Friday, October 26, 2018

GIM Assistant Professor of Medicine, Clarissa Diamantidis, MD, and GIM Post Doc Fellow, Joseph Lunyera, MBChB, are the Principal Investigators on a new study looking at racial differences in Acute Kidney Injury (AKI). They were notified earlier this week that they were also recipients of a Duke REACH Equity research voucher, an award that will help offset the cost of analysis for this research study. 

"This is a wonderful example of the many possibilities for collaboration here at Duke."
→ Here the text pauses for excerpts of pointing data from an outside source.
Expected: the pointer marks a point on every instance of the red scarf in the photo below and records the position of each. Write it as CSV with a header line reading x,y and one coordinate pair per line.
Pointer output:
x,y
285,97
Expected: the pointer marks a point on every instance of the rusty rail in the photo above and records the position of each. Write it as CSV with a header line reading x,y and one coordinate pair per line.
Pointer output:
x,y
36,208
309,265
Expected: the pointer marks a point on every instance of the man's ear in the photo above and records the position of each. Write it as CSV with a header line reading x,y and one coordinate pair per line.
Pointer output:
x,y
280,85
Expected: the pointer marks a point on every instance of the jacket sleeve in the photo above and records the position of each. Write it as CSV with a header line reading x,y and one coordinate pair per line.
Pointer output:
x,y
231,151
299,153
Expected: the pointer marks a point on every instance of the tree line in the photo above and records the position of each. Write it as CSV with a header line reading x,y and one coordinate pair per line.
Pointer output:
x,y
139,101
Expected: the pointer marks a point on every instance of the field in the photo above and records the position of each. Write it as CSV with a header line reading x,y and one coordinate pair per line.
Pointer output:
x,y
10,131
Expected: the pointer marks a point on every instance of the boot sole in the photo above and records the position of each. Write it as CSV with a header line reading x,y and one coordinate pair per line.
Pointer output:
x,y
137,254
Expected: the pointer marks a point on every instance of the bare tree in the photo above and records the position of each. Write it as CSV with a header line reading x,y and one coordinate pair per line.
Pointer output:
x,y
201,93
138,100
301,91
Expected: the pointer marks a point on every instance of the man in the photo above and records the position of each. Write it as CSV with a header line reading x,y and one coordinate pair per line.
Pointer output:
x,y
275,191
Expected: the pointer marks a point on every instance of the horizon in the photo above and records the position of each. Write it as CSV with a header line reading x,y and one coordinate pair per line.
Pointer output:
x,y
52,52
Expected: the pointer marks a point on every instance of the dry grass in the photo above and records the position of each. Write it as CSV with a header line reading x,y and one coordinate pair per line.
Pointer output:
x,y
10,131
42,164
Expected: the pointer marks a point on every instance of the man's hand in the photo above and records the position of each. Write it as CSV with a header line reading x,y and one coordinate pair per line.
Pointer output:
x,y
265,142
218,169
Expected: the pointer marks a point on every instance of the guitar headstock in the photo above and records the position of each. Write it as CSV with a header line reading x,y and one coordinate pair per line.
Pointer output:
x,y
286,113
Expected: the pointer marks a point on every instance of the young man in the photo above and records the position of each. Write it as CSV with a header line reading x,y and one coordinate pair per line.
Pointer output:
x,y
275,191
“This is a wonderful example of the many possibilities for collaboration here at Duke," says Diamantidis. "Not only will this work bring together investigators in DGIM, Nephrology, Cardiology and the DCRI, it also provides access to the amazing researchers and health disparities expertise provided by the REACH Equity Center."

Here is the project summary: 

Manuscript title:
Racial & ethnic disparities in AKI outcomes following percutaneous coronary interventions

Principal Investigators: 
Joseph Lunyera, MBChB and Clarissa J. Diamantidis, MD

Co-Investigators:
Kevin Thomas, MD (Cardiology, DCRI)
Patrick Pun, MD (Nephrology, DCRI)
Julia Scialla, MD (Nephrology, DCRI)
Monique (Anderson) Starks, MD (Cardiology, DCRI)

Overview:
Racial disparities in incidence of acute kidney injury (AKI) are becoming increasingly apparent. Prior studies reported increased risk of AKI in blacks compared with whites in clinical contexts where AKI is prevalent such as among individuals with diabetes, stroke, and liver disease. Similarly, AKI is common among individuals undergoing percutaneous coronary interventions (PCI) and is associated with increased risk of adverse outcomes post-PCI, including recurrent AKI, persistent loss of kidney function, and mortality. While evidence suggests that blacks are at increased risk of AKI development in general, data describing racial disparities in incidence of AKI following PCI is scant. As such, using data from the Duke Databank for Cardiovascular Disease, we propose to compare the incidence rates of AKI and subsequent adverse outcomes post-AKI between blacks, Native Americans, or other races vs. whites who underwent PCI. We will use logistic regression models adjusted for age, sex, and comorbidity to examine our hypotheses.